## Aphasia treatment outcome measures – some are worse than others

One would hope that anyone who has been involved with aphasia treatment studies has at some point struggled with the question of what primary outcome measure to use. If they have not, I would argue that they have not been paying attention. It is no surprise, therefore, that our C-STAR group appears to have this conversation on a monthly basis, i.e. anytime someone is presenting a new analysis of predictors of aphasia recovery. It is easy to verbally phrase what we are looking to do, namely to find biographical, behavioral-cognitive and neurological predictors of response to aphasia treatment. But what should the outcome measure be, specifically?

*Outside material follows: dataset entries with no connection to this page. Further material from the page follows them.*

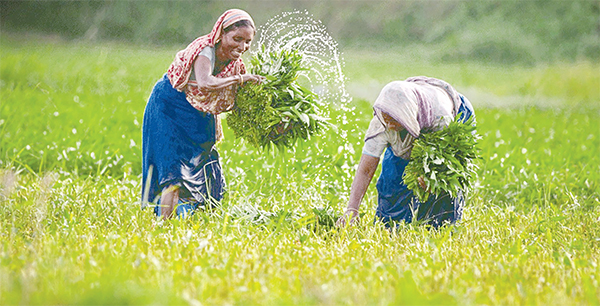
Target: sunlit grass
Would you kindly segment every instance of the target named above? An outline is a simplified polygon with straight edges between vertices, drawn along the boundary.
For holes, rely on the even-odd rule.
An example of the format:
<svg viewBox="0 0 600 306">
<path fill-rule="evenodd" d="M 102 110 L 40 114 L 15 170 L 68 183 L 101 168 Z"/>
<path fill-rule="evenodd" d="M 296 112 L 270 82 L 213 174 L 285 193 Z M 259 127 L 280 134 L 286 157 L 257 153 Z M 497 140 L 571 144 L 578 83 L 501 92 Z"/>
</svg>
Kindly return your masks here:
<svg viewBox="0 0 600 306">
<path fill-rule="evenodd" d="M 7 173 L 3 173 L 6 178 Z M 6 186 L 5 186 L 6 187 Z M 17 175 L 3 189 L 3 304 L 594 304 L 598 207 L 515 209 L 476 194 L 455 227 L 211 214 L 156 222 L 137 179 Z M 309 216 L 316 203 L 285 209 Z M 372 196 L 368 206 L 373 205 Z"/>
<path fill-rule="evenodd" d="M 175 49 L 23 44 L 0 45 L 0 304 L 600 302 L 596 64 L 346 52 L 353 84 L 425 74 L 541 105 L 577 97 L 557 109 L 476 109 L 483 159 L 463 220 L 389 232 L 373 224 L 374 184 L 360 226 L 330 226 L 370 101 L 332 109 L 339 131 L 295 151 L 260 152 L 225 127 L 222 206 L 162 223 L 138 203 L 140 124 Z"/>
</svg>

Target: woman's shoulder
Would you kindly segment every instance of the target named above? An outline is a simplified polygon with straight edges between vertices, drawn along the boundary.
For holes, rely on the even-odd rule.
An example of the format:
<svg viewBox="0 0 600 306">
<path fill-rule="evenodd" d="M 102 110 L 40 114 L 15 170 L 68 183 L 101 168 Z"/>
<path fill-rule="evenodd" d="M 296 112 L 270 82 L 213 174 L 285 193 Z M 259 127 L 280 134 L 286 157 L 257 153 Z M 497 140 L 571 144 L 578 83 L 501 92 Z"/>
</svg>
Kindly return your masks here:
<svg viewBox="0 0 600 306">
<path fill-rule="evenodd" d="M 206 46 L 206 47 L 202 48 L 202 50 L 200 51 L 199 54 L 204 55 L 204 56 L 208 57 L 209 59 L 213 59 L 215 57 L 215 47 Z"/>
</svg>

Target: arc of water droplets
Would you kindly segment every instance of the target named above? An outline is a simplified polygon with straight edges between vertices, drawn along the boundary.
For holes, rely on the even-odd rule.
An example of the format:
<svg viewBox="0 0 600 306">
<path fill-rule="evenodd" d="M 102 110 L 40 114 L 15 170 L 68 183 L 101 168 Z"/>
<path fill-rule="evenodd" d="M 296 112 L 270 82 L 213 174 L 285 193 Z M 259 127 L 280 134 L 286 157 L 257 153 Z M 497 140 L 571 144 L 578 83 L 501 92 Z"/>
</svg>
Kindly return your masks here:
<svg viewBox="0 0 600 306">
<path fill-rule="evenodd" d="M 267 52 L 285 49 L 302 54 L 302 66 L 307 70 L 300 72 L 299 82 L 319 96 L 320 106 L 345 107 L 350 102 L 338 44 L 321 21 L 306 11 L 284 12 L 260 26 L 257 36 L 256 49 L 264 45 Z"/>
<path fill-rule="evenodd" d="M 257 51 L 251 51 L 251 55 L 260 52 L 263 45 L 267 52 L 286 49 L 297 50 L 302 54 L 302 66 L 307 70 L 301 72 L 299 82 L 318 95 L 317 103 L 322 115 L 329 117 L 329 109 L 338 107 L 341 112 L 338 112 L 336 118 L 332 118 L 334 124 L 347 124 L 349 120 L 355 119 L 354 107 L 350 107 L 351 97 L 346 92 L 343 57 L 337 42 L 321 21 L 315 20 L 307 11 L 283 12 L 260 26 L 257 37 L 258 48 L 254 49 Z M 348 115 L 352 118 L 348 118 Z M 348 161 L 349 154 L 354 153 L 353 145 L 348 141 L 346 130 L 340 129 L 338 133 L 338 154 L 341 153 L 343 160 Z M 345 173 L 341 176 L 345 182 L 343 184 L 349 184 L 354 175 L 352 166 L 344 164 L 340 170 Z M 335 182 L 328 184 L 338 190 L 344 188 Z M 348 195 L 341 192 L 339 196 L 344 201 Z"/>
</svg>

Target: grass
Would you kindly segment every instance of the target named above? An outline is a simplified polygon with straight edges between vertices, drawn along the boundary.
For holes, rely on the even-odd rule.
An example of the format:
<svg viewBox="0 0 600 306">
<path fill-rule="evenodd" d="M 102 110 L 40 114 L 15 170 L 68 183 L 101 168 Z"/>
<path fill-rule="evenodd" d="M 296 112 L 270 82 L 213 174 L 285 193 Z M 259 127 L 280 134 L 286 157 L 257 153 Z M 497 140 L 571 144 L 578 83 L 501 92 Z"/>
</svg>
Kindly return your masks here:
<svg viewBox="0 0 600 306">
<path fill-rule="evenodd" d="M 426 46 L 350 50 L 345 52 L 347 77 L 355 86 L 364 86 L 426 75 L 451 81 L 459 89 L 475 87 L 498 96 L 526 96 L 538 102 L 561 99 L 570 106 L 600 103 L 599 63 L 499 66 L 468 61 L 445 63 L 435 57 L 437 54 L 439 51 L 428 50 Z"/>
<path fill-rule="evenodd" d="M 0 39 L 0 304 L 600 302 L 597 64 L 346 52 L 351 84 L 426 74 L 538 102 L 472 101 L 483 160 L 457 226 L 373 224 L 374 184 L 358 227 L 327 222 L 360 157 L 362 99 L 331 110 L 337 132 L 295 151 L 263 154 L 226 128 L 223 205 L 162 223 L 138 204 L 140 123 L 175 50 Z M 573 91 L 577 101 L 544 107 Z"/>
</svg>

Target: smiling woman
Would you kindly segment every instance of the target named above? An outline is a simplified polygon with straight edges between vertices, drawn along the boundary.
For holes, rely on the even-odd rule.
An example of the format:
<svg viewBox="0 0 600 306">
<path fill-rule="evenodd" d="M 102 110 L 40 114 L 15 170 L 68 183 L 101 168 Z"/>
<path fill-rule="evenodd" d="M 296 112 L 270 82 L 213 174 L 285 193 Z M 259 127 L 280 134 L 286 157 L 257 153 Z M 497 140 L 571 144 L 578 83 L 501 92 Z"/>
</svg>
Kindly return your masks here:
<svg viewBox="0 0 600 306">
<path fill-rule="evenodd" d="M 142 131 L 142 202 L 157 204 L 156 215 L 192 214 L 222 199 L 219 114 L 233 107 L 238 85 L 262 80 L 246 74 L 241 59 L 254 33 L 248 13 L 226 11 L 209 34 L 177 53 L 154 86 Z"/>
</svg>

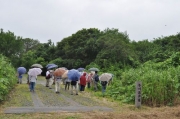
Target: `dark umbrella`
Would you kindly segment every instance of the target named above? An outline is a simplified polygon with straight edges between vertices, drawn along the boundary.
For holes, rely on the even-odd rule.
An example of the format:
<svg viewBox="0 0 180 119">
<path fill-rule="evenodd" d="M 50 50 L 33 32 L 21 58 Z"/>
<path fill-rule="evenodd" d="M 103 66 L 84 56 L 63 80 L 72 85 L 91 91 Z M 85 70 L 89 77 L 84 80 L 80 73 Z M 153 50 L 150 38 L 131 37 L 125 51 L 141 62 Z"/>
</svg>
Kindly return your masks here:
<svg viewBox="0 0 180 119">
<path fill-rule="evenodd" d="M 19 73 L 20 75 L 22 75 L 22 74 L 25 74 L 25 73 L 26 73 L 26 68 L 24 68 L 24 67 L 18 67 L 18 68 L 17 68 L 17 71 L 18 71 L 18 73 Z"/>
</svg>

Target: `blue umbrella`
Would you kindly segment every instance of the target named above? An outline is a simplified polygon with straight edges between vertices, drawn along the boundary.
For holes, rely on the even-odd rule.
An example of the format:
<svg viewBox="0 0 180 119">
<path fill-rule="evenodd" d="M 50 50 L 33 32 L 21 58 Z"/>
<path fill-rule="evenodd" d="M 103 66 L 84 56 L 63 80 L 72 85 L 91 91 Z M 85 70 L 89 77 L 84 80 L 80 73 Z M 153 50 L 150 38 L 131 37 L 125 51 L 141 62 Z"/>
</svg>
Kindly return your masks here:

The simplest answer, I believe, is the raw difference (change) score between the pre-treatment measure and the post-treatment measure. The larger the change, the stronger the response to treatment. “Aha”, you say, “but there is an obvious potential problem with this score, which is especially acute if the outcome test has a maximum score!” Namely, not every patient will have the same potential of getting a high raw change score. Let’s say one patient scores 75 out of the maximum 100 points on the pre-treatment test. This person can improve by maximally 25 points. Another patient scores 40 on the pre-treatment test, and can therefore maximally improve by 60. If they both improve by 20 points, one of the two is practically cured (!), whereas the other still only scores 80 points. Is it fair to treat these two changes as equal?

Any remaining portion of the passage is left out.